Não creio que o estóico desdenhe do prazer. Como a de todo humano, sua questão é a dor. Sua filosofia parece ter saído do ditado 'le bonheur n'existe que par comparaison'. Assim sendo, evitar a felicidade passa a ser caminho para isentar-se da infelicidade: por comparação. Do prisma do eminentemente humano, a profissão de fé estóica é, no fim de contas, uma evitação do sofrimento, mas que reconhece nisso uma intrínseca participação do prazer, este, sim, almejado.

Portanto, epicurismo e estoicismo se distinguem uma vez que um encara e abraça sem reserva o prazer, enquanto o outro o guarda com visível desconfiança. Mas no curso de sua apatia o estóico relata um tipo especial de prazer, oriundo de sua recusa tanto ao sofrimento quanto ao regozijo em face do que se lhe oferece no mundo. O distanciamento estóico do mundo é, em última instância, e como é natural, uma estratégia de obtenção do bem-estar. Um bem-estar distinto do desfrutado pelo epicurista, é bem verdade, mas um bem-estar assim mesmo. E, embora em oposição, durante o seu momento histórico, ao hedonismo, o estoicismo termina por ser-lhe uma variação.

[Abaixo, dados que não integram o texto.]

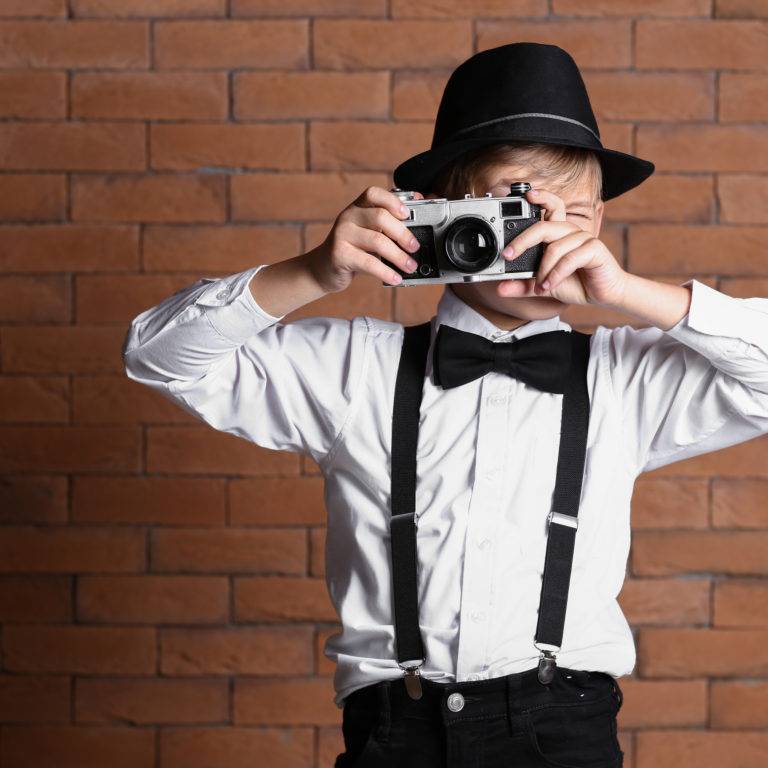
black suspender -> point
(561, 537)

Justificado o título (para os mais afeitos aos academismos, ressonando o absurdo), cumpre agora concluir este pequeno comentário. Faço-o por uma questão de mera formalidade, uma vez já estar, para o leitor atento, de há muito concluído. Somos todos, se não filósofos, por certo hedonistas, talvez não no sentido epicurista estrito, mas hedonistas. Nem todos o admitimos, imbuídos de alguma forma pouco esclarecida de estoicismo. Filósofo, portanto, seja epicurista, estoico, platônico ou kantiano, é todo hedonista confesso, excluídos os dissolutos, meras vítimas do desespero.